Xstrata's early gains were cancelled out by the day end - closing 5.6p down at 669.2p after it put more pressure on its takeover target Anglo American to come to the negotiating table.
Aviva Investors has said that it fully supports Anglo American's rejection of Xstrata's merger proposal, as it sees little financial or strategic merit for the deal and remains supportive of the current management team.
Insurers were also heading south after Prudential fell 10.5p to 406.25p, Aviva dropped 6.75p to 327.25p and Friends Provident declined 0.7p to 66.2p.
Other heavyweights under pressure included Vodafone, which dropped 1.55p to 117.1p and GlaxoSmithKline after a fall of 26.5p to 1080.5p.
Royal Bank of Scotland shares topped the Footsie leaderboard after Cazenove hiked its rating on the stock to 'outperform' from 'in-line' on recovery hopes. The shares rose 1.19p to 36.75p as the broker said a share price of 60p is achievable.
The rest of the sector struggled for direction with HSBC down 12.65p at 505.5p and Lloyds Banking Group off 1.07p at 66.5p. Standard Chartered fell 28p to 1167p after it reported strong trading in the first five months of the year but said it remained cautious about prospects.
The biggest corporate news of the session came from DSG International after the PC World owner reported losses of £140m. However, investors were encouraged by recent signs of trading stability, leaving shares 0.75p higher at 24.5p in early trading. They later closed unmoved at 23.75p.
Directories firm Yell set the pace in the FTSE 250 index as shares in the debt-laden group continued to recover after their battering earlier in the week. The stock was 0.75p higher at 28.25p.

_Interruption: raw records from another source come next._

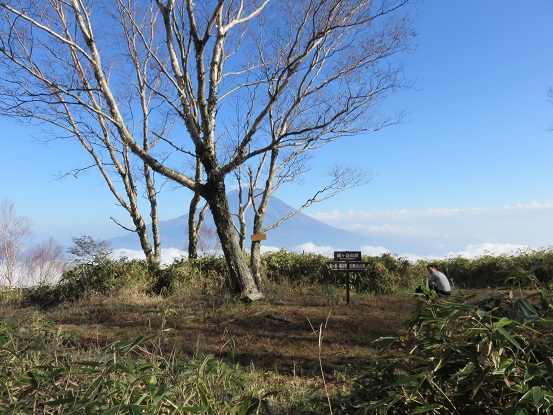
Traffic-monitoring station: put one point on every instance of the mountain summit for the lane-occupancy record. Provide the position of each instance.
(296, 231)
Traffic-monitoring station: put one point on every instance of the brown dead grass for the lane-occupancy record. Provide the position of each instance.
(280, 333)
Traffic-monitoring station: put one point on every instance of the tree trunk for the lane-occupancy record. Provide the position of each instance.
(242, 281)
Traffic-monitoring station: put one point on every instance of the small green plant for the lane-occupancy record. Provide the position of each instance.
(464, 356)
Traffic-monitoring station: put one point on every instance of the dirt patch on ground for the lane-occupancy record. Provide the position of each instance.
(289, 332)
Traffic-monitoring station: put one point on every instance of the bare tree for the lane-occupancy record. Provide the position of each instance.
(15, 236)
(307, 73)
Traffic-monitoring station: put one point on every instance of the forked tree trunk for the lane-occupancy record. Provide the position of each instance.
(241, 277)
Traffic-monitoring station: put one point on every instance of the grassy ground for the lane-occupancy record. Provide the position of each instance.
(281, 333)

Shares in Misys fell 2.25p to 169.5p after reporting a 40% rise in revenues that Evolution Securities says is 'slightly behind' its estimates.
'The end-markets are clearly tough, and beating margins while cashflow is poor, cost capitalisation is high and exceptionals continue, is not meaningful,' says Evolution Securities, which keeps its 'sell' rating.
Meanwhile, the UK's leading producer of recycled paper and corrugated packaging survived an 85% fall in profits as shares closed unmoved at 23.75p. DS Smith - which has seen a fall-off in demand for all its products - told investors that the timing of any recovery remained uncertain.